La Commission européenne, après un cinquième rapport en novembre 2010, a ouvert une consultation sur la politique de cohésion jusqu'au 31 janvier 201l. Dans ce cadre, notre commission a confié à M. Sutour et moi même le soin de tracer les grandes orientations de cette politique durant la prochaine période de programmation, comme nous l'avions fait en 2004. Notre rapport, adopté le 26 janvier dernier, se concluait par un plaidoyer pour une politique ambitieuse de cohésion.
Avec un budget en stagnation, la tentation est grande d'amputer l'enveloppe de 347 milliards allouée à la cohésion pour financer de nouveaux objectifs. La valeur ajoutée de cette politique est pourtant reconnue : 1,4 million d'emplois créés, 38 000 projets de recherche soutenus, 4 000 kilomètres de rail et 2 000 de routes et 23 millions de personnes raccordées à des systèmes de traitement des eaux usées entre 2000 et 2006. Au-delà de ce bilan chiffré officiel, elle présente l'avantage, par rapport aux politiques sectorielles de l'Union, d'encourager des stratégies intégrées de développement régional et orientées vers des objectifs communs dans un cadre financier stable - sept ans - et complémentaire de l'investissement national. Elle assure 25 % de l'investissement public dans les régions françaises métropolitaines. Sa renationalisation serait une impasse.
Le réalisme financier commande toutefois de modifier ses règles. Conséquence des élargissements de 2004 et de 2007, le PIB moyen par habitant a baissé de plus de 10 % dans l'Union ; le centre de gravité de la politique de cohésion s'est déplacé vers l'Est. Seize régions, sur les 84 relevant actuellement de l'objectif « convergence », devraient en sortir, ce qui engendrera une économie évaluée à près de 50 milliards. Cependant, le PIB des nouveaux États membres ayant sensiblement progressé, le maintien à son niveau actuel du plafond décidé en 2006 pour adapter les transferts à la capacité d'absorption de ces États - règle du capping correspondant à un plafond de 3 à 4 % du PIB - occasionnerait un surcoût de 75 milliards. Bel exemple du caractère complexe, contradictoire, voire tortueux de la politique européenne... D'où la nécessité d'un rééquilibrage de la politique de cohésion au profit des États contributeurs nets.

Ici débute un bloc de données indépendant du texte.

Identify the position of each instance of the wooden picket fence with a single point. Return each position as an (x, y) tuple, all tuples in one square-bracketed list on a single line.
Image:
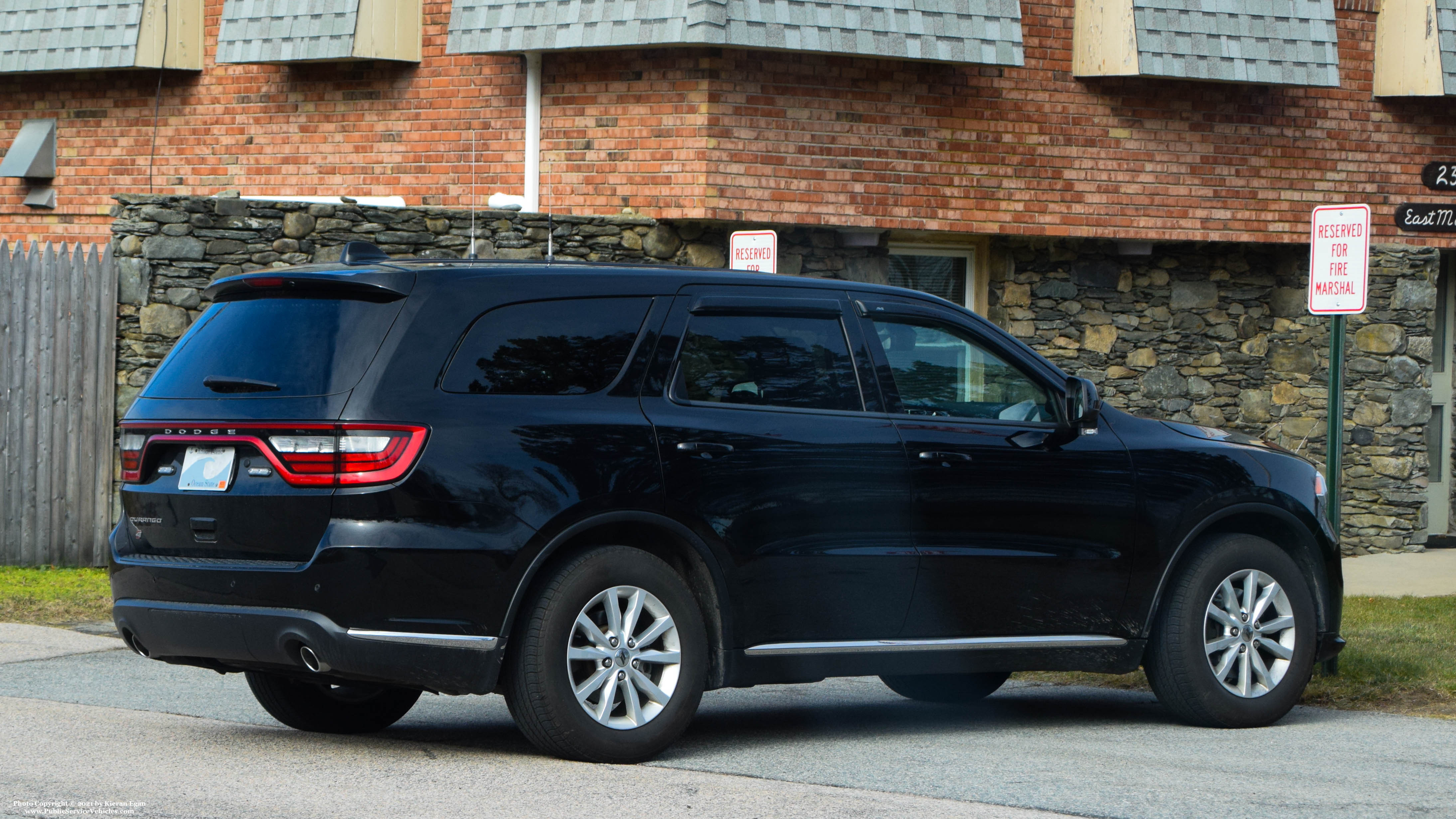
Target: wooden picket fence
[(57, 385)]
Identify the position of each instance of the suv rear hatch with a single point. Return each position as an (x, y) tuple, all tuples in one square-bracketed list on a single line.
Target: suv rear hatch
[(234, 449)]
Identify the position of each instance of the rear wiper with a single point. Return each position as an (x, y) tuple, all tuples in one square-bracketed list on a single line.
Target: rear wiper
[(232, 384)]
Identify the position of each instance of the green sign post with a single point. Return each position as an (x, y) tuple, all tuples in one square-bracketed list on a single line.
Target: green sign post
[(1336, 432), (1339, 272)]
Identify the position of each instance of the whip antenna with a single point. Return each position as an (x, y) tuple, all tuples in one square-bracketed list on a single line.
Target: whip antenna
[(474, 253)]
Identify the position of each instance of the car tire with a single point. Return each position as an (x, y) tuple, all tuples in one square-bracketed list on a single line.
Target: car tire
[(960, 688), (622, 669), (344, 707), (1216, 664)]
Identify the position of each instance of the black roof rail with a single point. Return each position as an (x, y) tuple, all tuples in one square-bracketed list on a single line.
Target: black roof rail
[(357, 254)]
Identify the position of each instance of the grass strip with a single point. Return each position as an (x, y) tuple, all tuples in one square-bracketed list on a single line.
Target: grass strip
[(1401, 658), (55, 596)]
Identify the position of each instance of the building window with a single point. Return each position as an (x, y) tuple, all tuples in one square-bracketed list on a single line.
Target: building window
[(948, 273)]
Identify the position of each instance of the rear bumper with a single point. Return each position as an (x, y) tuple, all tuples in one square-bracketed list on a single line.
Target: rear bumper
[(270, 639)]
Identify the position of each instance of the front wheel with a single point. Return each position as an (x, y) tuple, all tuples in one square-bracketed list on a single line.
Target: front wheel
[(611, 661), (331, 707), (1234, 643), (959, 688)]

Pour ce faire, il faut revoir à la baisse la règle du capping - le faible taux de consommation des fonds dans plusieurs nouveaux États membres plaide en ce sens - et augmenter l'intensité de l'aide en direction des régions ne relevant pas de l'objectif « convergence ». La France, deuxième contributeur net au budget européen, derrière l'Allemagne, a vu son solde net négatif multiplié par 13 en dix ans pour atteindre 5 milliards. L'impératif est de ne pas dégrader encore ce solde net. D'autant que la France cessera probablement d'être bénéficiaire nette au titre de la PAC du fait de l'application de celle-ci aux nouveaux États membres après 2013. Dans les négociations, la France ne peut donc s'en tenir à la seule PAC.
La Commission européenne propose de redéployer des crédits de l'objectif « convergence » vers l'objectif « compétitivité », seul volet de la politique de cohésion pour lequel notre pays est bénéficiaire net. Ce projet représente une chance pour toutes les régions françaises, en particulier celles qui deviendraient éligibles au surcroît d'aide envisagé pour les nouvelles régions intermédiaires. Saisissons-nous-en.